Thirteen years ago I didn't know the stages and forms grief would take hold of me throughout my life and how it can affect each person so differently. After my mother passed, each new exciting or sad experience has caused conflicting feelings and thoughts about how and where my life could have gone had she still been alive. In particular, I didn't know that one day shy of the eleven-year anniversary of my mother's death, my daughter would be born and when I myself became a mother, I would experience grief in an unimaginable way. There was a sadness and mourning for my mother which felt almost worse than the day it happened. A sadness that, at the time, I didn't think I could get through, but I did. At the end of these darker and sometimes unbearable forms of grief, I have learned more about myself and about life. Grief has taught me that I am strong, that I am capable, and it has taught me that this precious life is worth fighting for.

In rereading this entry from thirteen years ago, my current self feels guilty and sad, but also grateful.

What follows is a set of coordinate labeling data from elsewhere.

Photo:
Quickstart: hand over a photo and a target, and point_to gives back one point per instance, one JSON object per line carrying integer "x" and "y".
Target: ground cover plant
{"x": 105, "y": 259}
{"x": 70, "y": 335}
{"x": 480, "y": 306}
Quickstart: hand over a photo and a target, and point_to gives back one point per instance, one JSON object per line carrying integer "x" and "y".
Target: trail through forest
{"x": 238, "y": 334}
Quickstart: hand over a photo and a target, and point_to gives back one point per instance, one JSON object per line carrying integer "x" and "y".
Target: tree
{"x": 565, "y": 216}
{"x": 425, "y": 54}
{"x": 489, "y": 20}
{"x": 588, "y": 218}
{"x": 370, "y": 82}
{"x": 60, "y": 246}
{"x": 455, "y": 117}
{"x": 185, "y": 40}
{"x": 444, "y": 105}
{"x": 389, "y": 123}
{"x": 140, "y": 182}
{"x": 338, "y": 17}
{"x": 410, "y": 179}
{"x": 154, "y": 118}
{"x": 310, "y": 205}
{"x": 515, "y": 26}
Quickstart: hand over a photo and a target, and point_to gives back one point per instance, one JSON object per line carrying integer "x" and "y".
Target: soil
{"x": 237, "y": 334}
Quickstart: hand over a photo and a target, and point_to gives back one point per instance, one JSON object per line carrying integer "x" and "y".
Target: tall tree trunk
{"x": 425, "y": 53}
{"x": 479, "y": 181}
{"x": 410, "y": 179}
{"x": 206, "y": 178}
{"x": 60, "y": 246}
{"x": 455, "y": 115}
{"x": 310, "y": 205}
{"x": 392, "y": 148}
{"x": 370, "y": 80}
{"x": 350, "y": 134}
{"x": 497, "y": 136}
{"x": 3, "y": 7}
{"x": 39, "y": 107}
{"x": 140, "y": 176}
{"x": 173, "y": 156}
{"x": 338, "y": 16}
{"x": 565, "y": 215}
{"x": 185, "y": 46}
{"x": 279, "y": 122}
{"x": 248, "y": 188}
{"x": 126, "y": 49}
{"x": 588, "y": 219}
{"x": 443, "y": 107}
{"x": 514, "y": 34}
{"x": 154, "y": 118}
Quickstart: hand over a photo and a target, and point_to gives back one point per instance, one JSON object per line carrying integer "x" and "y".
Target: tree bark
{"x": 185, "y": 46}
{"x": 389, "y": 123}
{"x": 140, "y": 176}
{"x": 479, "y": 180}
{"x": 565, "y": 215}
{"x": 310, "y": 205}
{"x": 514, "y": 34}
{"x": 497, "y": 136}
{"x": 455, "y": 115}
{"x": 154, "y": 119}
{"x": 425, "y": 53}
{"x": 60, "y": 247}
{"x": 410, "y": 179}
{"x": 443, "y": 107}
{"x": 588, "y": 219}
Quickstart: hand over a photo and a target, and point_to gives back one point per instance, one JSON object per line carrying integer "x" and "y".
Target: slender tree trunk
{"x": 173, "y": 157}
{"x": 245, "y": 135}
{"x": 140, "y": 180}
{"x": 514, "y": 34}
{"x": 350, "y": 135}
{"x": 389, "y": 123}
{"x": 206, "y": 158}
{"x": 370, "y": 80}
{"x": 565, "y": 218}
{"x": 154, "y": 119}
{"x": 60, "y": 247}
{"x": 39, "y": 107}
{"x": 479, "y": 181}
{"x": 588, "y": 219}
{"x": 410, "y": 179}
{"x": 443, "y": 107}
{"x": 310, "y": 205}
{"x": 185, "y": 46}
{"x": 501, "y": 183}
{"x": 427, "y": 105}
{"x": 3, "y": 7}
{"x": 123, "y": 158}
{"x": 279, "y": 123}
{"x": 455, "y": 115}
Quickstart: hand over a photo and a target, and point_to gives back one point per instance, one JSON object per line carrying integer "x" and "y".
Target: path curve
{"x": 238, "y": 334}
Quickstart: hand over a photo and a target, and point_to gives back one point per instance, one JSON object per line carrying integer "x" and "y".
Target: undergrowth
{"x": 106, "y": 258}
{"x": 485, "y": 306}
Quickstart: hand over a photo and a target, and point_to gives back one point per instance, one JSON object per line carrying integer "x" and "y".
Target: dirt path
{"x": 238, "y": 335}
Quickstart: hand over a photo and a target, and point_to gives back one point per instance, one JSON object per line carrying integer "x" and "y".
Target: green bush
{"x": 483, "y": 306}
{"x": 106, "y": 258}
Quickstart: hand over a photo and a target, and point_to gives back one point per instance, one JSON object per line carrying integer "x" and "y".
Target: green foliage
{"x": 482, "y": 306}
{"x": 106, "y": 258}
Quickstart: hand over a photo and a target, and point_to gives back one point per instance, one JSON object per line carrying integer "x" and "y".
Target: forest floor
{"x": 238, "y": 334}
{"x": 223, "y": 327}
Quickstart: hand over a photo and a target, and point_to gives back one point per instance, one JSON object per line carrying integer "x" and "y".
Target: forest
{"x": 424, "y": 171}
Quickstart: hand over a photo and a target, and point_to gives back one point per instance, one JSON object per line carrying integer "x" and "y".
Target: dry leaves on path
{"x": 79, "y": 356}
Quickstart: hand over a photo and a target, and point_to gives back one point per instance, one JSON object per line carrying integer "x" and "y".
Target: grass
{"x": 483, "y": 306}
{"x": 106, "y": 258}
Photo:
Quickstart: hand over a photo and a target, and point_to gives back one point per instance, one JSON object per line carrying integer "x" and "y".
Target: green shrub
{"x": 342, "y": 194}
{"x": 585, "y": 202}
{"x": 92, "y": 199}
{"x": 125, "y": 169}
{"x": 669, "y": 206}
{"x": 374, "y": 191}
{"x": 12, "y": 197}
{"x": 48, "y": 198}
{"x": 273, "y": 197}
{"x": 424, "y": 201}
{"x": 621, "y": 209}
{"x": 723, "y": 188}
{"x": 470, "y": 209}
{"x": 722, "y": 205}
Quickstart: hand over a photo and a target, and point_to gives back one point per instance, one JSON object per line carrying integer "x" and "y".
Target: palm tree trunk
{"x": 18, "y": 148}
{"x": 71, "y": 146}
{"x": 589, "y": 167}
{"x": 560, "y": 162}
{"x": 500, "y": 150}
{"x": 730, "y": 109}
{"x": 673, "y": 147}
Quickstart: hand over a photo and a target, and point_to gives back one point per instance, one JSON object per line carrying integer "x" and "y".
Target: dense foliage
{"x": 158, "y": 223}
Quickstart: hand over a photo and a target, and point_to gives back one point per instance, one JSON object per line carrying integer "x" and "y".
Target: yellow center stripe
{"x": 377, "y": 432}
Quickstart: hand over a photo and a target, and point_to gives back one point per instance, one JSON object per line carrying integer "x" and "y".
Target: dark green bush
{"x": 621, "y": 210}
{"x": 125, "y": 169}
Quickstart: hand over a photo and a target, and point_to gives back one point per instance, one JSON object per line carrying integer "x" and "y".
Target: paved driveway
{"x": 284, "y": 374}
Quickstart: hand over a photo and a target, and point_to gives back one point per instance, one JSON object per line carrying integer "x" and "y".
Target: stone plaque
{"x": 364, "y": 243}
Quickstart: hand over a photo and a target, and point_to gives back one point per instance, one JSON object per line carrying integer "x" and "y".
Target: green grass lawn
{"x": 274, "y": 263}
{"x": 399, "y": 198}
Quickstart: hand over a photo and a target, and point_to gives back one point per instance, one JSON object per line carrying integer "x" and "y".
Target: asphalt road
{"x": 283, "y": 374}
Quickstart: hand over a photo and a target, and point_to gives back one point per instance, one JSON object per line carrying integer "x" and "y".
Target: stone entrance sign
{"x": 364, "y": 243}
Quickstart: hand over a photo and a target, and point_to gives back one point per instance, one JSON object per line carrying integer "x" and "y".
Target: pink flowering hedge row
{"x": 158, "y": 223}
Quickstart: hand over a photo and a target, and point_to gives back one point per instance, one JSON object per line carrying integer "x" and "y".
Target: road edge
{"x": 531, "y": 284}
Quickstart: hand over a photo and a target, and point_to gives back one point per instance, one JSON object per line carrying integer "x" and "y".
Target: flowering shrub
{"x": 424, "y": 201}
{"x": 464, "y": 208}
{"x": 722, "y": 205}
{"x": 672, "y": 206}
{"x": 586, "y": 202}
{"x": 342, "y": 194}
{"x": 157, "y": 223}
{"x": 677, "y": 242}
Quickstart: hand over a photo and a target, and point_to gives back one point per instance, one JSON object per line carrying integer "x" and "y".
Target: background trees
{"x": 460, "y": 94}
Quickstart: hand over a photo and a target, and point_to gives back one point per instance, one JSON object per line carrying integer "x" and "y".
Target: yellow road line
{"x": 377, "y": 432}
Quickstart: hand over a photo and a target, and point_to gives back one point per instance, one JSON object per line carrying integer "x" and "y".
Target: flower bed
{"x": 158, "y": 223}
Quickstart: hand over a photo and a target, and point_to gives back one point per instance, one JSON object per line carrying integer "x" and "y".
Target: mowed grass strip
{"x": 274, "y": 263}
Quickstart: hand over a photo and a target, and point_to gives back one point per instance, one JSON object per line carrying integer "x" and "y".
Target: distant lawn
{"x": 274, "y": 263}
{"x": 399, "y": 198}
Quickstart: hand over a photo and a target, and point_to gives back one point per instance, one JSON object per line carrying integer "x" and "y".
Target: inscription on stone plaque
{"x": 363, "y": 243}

Guilty for welcoming this event so willingly, at the time, yet sadness for the pain of loss which all humans will go through, and grateful. While I never could have imagined feeling grateful as a result of this unimaginable event, I have found it through this loss and the journey my life has taken because of this experience. Looking at this entry and reflecting on the path my life has lead me on, I can see the roller coaster of grief that I've ridden. I can't know when the next dip will come or when it will ride smooth again. What I do know is that my grief has lead me to be the person I am today. It brought me a closeness with family and friends that had never existed before. Ironically, it also brought me love. I met my first boyfriend through a mutual connection of losing a parent. It also brought me the love of my life, my husband. We met at a wedding that I was involved in because the bride and groom gifted a donation towards an organization I was working with, in honor of my mother. It has also influenced my approach as to how I live my life and how I care for my daughter and my family. It has taught me to love harder and to cherish more the family and friends that surround me.

I would bring my mother back in an instant if I could, but I can't. So, I will take the strength I have gained from this experience and move forward and continue to appreciate the wonderful life that my mother gave me and the lessons my mother is still teaching me, even today.

To my 17-year-old-self... “She will always be with you, she is still teaching you, you will get through this. One day at a time.”